Indeed, the healthcare industry is a diverse one. It includes medical goods providers, hospitals, pharmaceuticals, biotechnology, distribution, facilities, healthcare insurance and management, and others. And none of these companies is spared from being affected by media coverage.
Looking at the past year, for example, it is evident that media messages about health issues have exponentially increased due to the pandemic. The ONU coined the term “infodemic” to refer to the rapid spread of reliable as well as false or misleading information due to an outbreak of disease. Such scenario is only an example of why healthcare companies need a robust PR team ready to tackle and react timely to news media content – especially since fake news about health issues can affect not only their reputation but also citizen’s health.
The truth is that any unexpected incident can affect the reputation and activity of a healthcare company, for better or for worse. The case of the now well-known Swedish-British Covid-19 vaccine manufacturer, who has suffered of much criticism and bad headlines, serves to illustrate how miscommunication may impact a company in the pharmaceutical sector.
If a company is mentioned in the news in connection with a negative event, they highly benefit from being aware immediately. With the information in hand, the PR team can react to the negative headlines by timely planning countermeasures, for example.
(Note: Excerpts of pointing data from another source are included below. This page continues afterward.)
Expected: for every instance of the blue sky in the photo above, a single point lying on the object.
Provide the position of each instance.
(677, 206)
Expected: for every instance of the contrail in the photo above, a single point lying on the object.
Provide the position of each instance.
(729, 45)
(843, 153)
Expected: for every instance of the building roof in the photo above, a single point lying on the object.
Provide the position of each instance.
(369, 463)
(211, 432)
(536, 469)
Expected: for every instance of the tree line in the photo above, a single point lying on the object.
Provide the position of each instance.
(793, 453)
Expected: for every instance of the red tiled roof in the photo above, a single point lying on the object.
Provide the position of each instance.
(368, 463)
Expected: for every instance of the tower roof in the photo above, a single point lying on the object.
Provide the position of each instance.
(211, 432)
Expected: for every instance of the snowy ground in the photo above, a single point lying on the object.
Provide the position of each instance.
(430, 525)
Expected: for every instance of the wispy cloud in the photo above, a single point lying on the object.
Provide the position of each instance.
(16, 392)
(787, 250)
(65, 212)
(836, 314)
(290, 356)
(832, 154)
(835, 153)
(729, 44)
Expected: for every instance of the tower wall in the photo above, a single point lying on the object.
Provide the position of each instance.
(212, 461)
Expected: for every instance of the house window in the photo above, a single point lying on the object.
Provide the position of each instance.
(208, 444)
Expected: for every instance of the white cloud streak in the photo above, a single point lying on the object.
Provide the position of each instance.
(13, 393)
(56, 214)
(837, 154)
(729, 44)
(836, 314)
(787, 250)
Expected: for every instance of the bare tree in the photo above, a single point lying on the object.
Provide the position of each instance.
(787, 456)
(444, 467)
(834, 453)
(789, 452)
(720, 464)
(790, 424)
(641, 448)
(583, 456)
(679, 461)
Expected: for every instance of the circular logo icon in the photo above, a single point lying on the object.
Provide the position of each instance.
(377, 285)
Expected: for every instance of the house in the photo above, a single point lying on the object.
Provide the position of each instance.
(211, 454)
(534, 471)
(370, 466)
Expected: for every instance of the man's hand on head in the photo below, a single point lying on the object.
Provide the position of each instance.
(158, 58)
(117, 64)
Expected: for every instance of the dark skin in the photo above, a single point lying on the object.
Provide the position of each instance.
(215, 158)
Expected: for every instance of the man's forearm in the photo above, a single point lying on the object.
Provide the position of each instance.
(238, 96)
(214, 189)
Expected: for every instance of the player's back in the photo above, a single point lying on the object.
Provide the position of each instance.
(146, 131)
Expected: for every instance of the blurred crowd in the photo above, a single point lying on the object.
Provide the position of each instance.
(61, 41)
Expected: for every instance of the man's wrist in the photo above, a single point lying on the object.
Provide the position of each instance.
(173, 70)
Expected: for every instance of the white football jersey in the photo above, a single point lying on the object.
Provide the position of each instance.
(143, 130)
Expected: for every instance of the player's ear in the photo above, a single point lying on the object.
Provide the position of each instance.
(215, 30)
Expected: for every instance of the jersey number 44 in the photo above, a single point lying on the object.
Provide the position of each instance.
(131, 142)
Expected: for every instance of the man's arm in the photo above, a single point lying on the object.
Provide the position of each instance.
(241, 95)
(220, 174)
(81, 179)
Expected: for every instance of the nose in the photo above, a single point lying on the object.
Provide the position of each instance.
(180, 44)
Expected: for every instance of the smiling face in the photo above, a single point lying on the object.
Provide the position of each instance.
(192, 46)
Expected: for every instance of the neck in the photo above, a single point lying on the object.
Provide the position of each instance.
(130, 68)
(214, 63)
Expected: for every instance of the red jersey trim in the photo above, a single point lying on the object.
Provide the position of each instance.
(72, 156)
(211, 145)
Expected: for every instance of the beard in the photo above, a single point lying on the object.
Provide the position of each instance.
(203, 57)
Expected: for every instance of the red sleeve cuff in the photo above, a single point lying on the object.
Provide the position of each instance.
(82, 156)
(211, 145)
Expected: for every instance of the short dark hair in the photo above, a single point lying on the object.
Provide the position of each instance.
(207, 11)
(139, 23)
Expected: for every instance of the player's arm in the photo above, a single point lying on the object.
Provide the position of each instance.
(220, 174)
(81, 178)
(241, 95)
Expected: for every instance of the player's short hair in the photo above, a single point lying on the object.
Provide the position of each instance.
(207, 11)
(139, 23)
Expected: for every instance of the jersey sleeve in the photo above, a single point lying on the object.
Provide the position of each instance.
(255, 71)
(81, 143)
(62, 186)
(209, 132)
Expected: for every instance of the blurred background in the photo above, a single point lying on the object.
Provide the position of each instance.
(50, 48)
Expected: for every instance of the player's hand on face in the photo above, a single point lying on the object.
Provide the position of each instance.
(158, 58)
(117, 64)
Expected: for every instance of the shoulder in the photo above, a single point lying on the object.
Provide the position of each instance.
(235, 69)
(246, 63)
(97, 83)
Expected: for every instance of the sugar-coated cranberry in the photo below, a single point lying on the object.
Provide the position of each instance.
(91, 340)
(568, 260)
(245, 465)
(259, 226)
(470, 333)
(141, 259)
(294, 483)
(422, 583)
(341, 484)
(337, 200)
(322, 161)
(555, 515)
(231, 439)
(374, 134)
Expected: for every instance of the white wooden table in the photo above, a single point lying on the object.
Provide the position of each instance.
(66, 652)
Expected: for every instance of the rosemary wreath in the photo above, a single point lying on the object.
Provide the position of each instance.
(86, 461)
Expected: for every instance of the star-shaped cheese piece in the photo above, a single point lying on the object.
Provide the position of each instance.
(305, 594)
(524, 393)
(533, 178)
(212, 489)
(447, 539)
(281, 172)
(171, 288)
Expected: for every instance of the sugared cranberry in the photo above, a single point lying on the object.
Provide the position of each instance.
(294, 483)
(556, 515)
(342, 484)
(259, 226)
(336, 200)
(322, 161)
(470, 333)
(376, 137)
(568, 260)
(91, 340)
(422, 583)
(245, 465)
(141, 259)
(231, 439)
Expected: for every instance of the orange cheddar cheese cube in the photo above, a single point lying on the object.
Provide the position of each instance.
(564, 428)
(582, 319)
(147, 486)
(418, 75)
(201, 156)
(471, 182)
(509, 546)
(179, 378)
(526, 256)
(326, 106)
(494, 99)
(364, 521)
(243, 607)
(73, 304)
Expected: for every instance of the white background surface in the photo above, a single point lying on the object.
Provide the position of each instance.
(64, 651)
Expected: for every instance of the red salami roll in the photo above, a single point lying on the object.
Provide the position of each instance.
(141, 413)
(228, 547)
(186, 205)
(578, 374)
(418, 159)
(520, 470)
Even though companies may not be able to change what media are saying about them, as soon as PR knows about it, they can start steerig the communication into the right direction.
Not only bad times require the knowledge about what information is being presented to consumers. If a company is positively mentioned in the news, knowing about it enables them to use the current media presence to their advantage. For example, while monitoring the media, a company may discover that their healthcare service or product is mentioned in a topic-specific program. Therefore, the company’s marketing team may have interest in investigating the characteristics of the program’s audience as they are potential consumers. Or, even use the clip for their own marketing purposes.
Thinking of the healthcare sector, big company names may come to mind. Multinationals, who count thousands of employees that are spread across different countries. For them, monitoring broadcast channels worldwide in different countries and languages may be as essential as the possibility to use a teamwork tool to avoid double work.
However, the healthcare sector also includes a good percentage of small and medium companies featuring less staff and resources. For them, automated solutions make it possible to monitor international media without needing additional workforce.
Independent of a company’s size, media monitoring can support PR teams in many ways. Probably the most important benefit is the possibility to have a clear overview of one’s media presence. Additionally, smart features like sentiment analysis, waterfall, teamwork, query visualization and real-time alerts contribute to gaining valuable insights and adapting communication strategies, marketing plans or future press releases.